Paman mengangguk setuju.

"Kalau begitu, Paul berangkat dulu, ya, paman." Paul dan Muhzeo mulai menyakini Paman secara bergantian.

"Paman mau ikut Dira cari makan?" tanyaku setelah kedua temanku tadi lenyap dari pandangan.

"Kamu dengan Elsa saja. Paman jaga mobil di sini," ujar Paman sembari tersenyum.

Aku mengangguk saja dan segera masuk ke dalam mobil untuk membangunkan Elsa.

"Elsa, bangun kebo!" Badan super kecil itu nampaknya sangat sulit sekali untuk disuruh bangun. Aku sempat kewalahan dibuatnya.

"Auh, ngantuk," gumamnya sembari tertidur kembali.

Aku tersenyum. Pikiran jahil kini terbesit di pikiranku. Aku yakin sekali jika cara ini akan ampuh!

"Paul? Paul gapapa? Paul bangun!" teriakku yang mencoba untuk berpura-pura drama.

Dengan sigap Elsa langsung bangun dengan mata membulat sempurna.

"Mana Paul? Paul kenapa? Di mana dia? Paul!" teriaknya kacau setengah sadar.

Aku tertawa terbahak-bahak sambil memegangi perutku yang tak kuat menahan geli. Dasar bucin!

"Paul gapapa. Segitu cintanya sama paul?" tanyaku sembari tertawa puas.

"Kau ih! Bikin aku takut saja," ujarnya sembari menghirup udara dalam-dalam.

Aku menggelengkan kepala sembari tersenyum puas. Sebegitu sayangkah dia pada Paul?

"Antar aku cari makanan, yuk!" ajakku sembari mengambil tas selempang kecil dari dalam tas besar.

"Memang ini di mana? Sudah sampai? Yang lain mana?" Runtutan pertanyaannya dilayangkan bersamaan dengan kepalanya yang terus melongok ke sana- ke mari.

"Mobilnya mogok. Jadi, yang lain sedang cari bengkel. Paman di luar." Aku turun dari mobil disusul oleh Elsa. Kami berdua berjalan ke arah Utara setelah meminta izin kepada Paman untuk segera mencari makan. Tak butuh waktu lama, kami menemukan warung nasi pinggir jalan yang letaknya strategis dari jalanan yang lumayan sepi.
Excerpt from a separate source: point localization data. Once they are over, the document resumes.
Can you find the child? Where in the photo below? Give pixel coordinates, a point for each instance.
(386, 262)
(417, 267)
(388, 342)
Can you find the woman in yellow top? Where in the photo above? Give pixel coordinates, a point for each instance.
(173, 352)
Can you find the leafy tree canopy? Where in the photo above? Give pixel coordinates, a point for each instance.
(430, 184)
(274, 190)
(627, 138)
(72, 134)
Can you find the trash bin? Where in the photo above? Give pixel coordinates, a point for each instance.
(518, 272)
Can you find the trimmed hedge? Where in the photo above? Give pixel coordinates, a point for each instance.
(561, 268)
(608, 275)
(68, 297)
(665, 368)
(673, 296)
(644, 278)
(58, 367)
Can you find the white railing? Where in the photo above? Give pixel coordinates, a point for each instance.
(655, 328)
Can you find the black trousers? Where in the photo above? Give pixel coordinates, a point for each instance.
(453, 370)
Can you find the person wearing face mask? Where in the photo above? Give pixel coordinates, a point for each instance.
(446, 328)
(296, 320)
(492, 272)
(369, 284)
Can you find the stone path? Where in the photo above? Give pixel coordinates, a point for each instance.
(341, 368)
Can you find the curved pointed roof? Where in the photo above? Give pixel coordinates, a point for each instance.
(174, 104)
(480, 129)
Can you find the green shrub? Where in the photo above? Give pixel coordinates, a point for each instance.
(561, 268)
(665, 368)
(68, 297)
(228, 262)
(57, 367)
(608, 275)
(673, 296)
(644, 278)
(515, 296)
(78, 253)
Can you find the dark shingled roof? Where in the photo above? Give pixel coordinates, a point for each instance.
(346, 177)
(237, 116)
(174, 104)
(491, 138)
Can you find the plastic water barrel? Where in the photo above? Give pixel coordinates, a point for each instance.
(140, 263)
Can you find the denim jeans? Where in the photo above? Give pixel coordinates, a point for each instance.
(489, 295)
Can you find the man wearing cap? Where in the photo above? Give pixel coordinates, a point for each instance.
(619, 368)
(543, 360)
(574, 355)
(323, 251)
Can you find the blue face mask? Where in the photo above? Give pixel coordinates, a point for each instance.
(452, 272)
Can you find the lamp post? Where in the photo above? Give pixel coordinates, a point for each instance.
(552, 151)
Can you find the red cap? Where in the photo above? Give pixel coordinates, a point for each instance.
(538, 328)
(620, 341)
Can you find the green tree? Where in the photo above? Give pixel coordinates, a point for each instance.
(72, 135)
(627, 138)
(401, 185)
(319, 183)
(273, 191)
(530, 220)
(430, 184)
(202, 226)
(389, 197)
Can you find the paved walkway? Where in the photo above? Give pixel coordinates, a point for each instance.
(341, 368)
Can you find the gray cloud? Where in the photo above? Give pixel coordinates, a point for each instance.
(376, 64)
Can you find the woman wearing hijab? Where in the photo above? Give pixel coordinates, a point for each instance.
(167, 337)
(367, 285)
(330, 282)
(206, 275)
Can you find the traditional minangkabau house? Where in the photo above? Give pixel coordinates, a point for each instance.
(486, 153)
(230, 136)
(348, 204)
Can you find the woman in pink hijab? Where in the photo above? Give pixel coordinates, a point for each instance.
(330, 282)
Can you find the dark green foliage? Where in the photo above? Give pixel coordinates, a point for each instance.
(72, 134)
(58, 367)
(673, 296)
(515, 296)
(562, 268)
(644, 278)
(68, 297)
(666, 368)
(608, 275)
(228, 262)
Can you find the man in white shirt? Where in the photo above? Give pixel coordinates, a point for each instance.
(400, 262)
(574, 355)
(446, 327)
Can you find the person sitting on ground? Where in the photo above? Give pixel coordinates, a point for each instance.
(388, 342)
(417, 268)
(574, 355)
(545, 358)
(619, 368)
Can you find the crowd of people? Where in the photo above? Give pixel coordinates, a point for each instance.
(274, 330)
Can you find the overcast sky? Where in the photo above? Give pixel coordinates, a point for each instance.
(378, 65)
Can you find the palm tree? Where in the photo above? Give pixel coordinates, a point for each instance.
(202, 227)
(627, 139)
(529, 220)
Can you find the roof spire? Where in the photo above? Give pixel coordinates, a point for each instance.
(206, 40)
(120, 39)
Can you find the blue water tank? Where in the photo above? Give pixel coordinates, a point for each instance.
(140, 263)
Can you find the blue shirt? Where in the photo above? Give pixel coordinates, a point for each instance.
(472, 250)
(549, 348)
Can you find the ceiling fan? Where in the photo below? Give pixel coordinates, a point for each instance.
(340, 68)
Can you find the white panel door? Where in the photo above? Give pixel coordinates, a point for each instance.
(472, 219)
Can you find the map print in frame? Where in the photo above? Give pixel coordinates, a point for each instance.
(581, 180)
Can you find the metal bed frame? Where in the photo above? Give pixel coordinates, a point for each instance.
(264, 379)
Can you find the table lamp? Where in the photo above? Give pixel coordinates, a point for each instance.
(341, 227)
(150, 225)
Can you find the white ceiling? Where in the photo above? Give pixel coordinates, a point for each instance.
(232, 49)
"Permisi, Bu, nasinya masih ada?" tanyaku sembari tersenyum ramah.

Sang Ibu tersenyum dan mengangguk perlahan. "Ada, Mbak. Silakan duduk," tawar ibu nasi tersebut sembari tersenyum.

"Mau nasi apa, Mbak?" tanyanya sembari jarinya lihai menyendok nasi dari dalam magic jar.

"Hm, kita makan di sini aja kali, ya, El?" tanyaku sembari memperhatikan beberapa lauk-pauk yang tersedia.

"Iyaudah, deh," sahut Elsa sembari memperhatikan jalanan yang kosong melompong.

"Nasi, ayam, capcay, dan es jeruknya satu. Terus kau apa, Elsa?" tanyaku.

"Nasi, telur, cumi, dan teh hangat aja," pesannya yang mulai membuka ponsel.

"Ya sudah itu, Bu. Dan nasi, ayam, sama sayur kentangnya dibungkus bikin tiga, ya. Minumnya es teh aja," timpalku.

"Ok, Mbak. Tunggu sebentar, ya," ujar Ibu tersebut sembari mulai menyiapkan makanannya.

Sambil menunggu, aku pun bermain permainan kuis di iPhone-ku.

"Mbak, ini pesanannya."Ibu nasi tersebut memberikan dua buah piring pesanan kami.

"Terimakasih, Bu." Kami berdua tersenyum hangat sembari bersiap mengisi kekosongan perut yang sudah berdiskusi sedari tadi.

"Sama-sama, Mbak. Oh iya, yang dibungkus mau nanti atau sekarang? Takut keburu basah kertas nasinya."

"Nanti dulu saja, Bu," ujarku seraya membersihkan tangan di mangkok kobokan.